Almost everyone believes the main purpose of statins is to lower cholesterol and this lowering reduces the risk of a cardiovascular event. However, how do we explain heart attack victims with normal cholesterol levels? While there are many culprits, one of the main areas of interest is C-Reactive Protein, or CRP for short. Measuring your CRP level can be a good indicator of inflammation, and inflammation leads to unstable plaque. So what if you could lower your CRP levels and stabilize your plaque? Your chances of a cardiovascular event decreases significantly. Read Decreasing Markers Of Inflammation Is As Important For Statin Action As Decreasing Ldl Cholesterol (Jupiter Study). From Medical News Today:
A follow-up study on the JUPITER* trial has revealed that a key component of the action of statins is reduction of high sensitivity c-reactive protein (hsCRP), a marker of inflammation, as well as reducing levels of bad cholesterol. The findings are published in an Article published Online First and in an upcoming edition of The Lancet. Publication of the Article coincides with the announcement of the findings at the American College of Cardiology (ACC) meeting in Florida, USA.
Present guidelines for statin therapy emphasise the goal of reducing LDL or ‘bad’ cholesterol. However, statin therapy works best in the presence of inflammation, which is characterised by increased concentrations of the biomarker hsCRP. It is thought that reducing levels of hsCRP helps prevent inflammatory cell adhesion – the process by which inflammation promotes cells sticking together and forming plaques in arteries. Reducing hsCRP could also help by preventing these cells sticking to the endothelium (or inner lining) of the artery, and favourably affect metal-containing enzymes key to plaque stability.

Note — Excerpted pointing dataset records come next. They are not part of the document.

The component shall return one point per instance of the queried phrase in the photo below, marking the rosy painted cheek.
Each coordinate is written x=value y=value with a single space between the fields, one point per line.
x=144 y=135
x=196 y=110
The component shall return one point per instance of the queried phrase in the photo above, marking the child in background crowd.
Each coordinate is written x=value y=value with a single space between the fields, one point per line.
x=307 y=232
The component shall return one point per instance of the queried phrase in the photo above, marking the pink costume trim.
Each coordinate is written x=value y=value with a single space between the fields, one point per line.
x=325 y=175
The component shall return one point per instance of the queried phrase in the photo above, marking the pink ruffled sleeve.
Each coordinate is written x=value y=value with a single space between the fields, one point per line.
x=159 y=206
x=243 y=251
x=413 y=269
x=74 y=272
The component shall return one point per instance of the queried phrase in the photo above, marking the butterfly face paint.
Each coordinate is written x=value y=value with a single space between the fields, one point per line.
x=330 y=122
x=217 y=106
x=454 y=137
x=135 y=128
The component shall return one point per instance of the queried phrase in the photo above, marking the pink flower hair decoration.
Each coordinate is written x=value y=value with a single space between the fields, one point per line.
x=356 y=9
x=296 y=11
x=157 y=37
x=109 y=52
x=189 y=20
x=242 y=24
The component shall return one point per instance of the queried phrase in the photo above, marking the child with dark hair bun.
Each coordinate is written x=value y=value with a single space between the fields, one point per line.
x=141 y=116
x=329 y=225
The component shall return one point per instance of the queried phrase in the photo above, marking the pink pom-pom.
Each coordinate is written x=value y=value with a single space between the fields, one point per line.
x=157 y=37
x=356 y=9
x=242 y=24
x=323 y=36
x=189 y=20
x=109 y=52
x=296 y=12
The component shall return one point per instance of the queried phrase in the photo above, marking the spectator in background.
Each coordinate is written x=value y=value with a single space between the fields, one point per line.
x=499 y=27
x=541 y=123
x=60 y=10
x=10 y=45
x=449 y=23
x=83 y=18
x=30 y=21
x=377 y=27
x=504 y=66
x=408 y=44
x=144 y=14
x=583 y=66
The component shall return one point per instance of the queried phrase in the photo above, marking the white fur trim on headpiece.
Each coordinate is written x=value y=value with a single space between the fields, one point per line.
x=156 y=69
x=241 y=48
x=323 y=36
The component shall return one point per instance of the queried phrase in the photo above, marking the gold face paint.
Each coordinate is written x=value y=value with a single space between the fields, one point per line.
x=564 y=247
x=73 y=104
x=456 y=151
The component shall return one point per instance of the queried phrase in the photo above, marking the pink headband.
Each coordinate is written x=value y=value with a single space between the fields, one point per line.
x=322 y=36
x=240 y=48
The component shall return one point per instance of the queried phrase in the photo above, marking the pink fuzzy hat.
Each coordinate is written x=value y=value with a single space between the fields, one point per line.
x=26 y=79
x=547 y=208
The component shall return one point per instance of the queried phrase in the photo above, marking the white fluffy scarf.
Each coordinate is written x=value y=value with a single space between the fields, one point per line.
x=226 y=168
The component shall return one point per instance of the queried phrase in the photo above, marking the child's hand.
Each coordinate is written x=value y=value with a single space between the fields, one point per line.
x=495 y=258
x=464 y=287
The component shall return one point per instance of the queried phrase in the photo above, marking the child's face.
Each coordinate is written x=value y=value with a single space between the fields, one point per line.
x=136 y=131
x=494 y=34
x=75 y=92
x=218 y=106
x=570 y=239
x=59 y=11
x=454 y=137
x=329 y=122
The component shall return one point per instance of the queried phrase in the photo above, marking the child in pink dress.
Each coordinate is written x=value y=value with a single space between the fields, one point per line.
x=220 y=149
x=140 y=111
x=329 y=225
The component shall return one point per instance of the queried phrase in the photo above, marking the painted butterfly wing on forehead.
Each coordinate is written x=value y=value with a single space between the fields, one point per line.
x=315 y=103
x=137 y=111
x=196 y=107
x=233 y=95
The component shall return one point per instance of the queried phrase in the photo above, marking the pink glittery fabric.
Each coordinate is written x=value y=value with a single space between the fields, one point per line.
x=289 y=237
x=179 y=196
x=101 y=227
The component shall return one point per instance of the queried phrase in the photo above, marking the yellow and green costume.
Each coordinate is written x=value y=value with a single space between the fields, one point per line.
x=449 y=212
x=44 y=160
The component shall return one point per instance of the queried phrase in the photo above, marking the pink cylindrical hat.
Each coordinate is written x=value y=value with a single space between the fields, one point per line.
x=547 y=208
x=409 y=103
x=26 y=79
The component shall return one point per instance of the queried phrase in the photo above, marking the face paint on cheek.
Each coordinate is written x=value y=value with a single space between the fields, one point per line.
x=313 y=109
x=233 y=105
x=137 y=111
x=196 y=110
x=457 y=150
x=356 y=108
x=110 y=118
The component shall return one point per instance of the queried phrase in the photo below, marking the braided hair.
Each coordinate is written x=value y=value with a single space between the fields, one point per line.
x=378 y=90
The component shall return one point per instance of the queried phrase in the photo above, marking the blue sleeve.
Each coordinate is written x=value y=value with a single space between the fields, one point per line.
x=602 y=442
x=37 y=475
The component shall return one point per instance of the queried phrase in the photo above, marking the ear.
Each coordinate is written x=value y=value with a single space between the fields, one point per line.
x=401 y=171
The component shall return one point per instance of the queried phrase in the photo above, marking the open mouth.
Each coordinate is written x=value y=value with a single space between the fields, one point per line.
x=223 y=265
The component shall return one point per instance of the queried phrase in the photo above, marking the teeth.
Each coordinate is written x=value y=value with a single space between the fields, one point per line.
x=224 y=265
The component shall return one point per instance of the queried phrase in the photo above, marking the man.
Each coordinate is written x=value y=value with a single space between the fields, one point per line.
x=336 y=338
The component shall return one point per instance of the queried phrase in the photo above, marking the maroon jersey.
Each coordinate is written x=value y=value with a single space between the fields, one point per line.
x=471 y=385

I still recall the days when the reputation of statins was stained by alternative medicine and even some doctors. I also recall listening to those “reports” which showed that taking more of this or that vitamin or herb would have the same effect. Listening to junk science is why I am in the situation I am today. While I do agree there is some evidence for alternative therapies to treat various illnesses, the lack of FDA control on the quality of these supplements amounts to a patient playing Russian Roulette with their health. That is why I do quite a bit of research and self-testing prior to settling on a brand. For NAC I use the GNC brand and Resveratrol Select is my choice or Resveratrol as it provides excellent benefits for less cost than Resveratrol that has some doctor’s endorsement – which basically means they are getting paid to promote one product over another and that cost is being passed on to you.
I am also aware that statins are not for everyone. However, if one heeds the warnings and regularly checks their liver function, statins are safe. I am far more concerned about the Plavix I am on and any future non-elective surgeries I may require than I am about Crestor. Also, if you read My Story, you will note that my CRP levels are extremely low – .5mg/L, with anything less than 1mg/L considered low.
So don’t listen to the negative talk from so-called experts who are out to sell you their latest non-prescription cure for your ailment without doing a lot of research first. In my opinion, there is nothing wrong with adding an alternative approach as a complement to medical therapy as long as your doctor is aware of any other supplements you are taking. Don’t play around with your health, or you may not have it for long.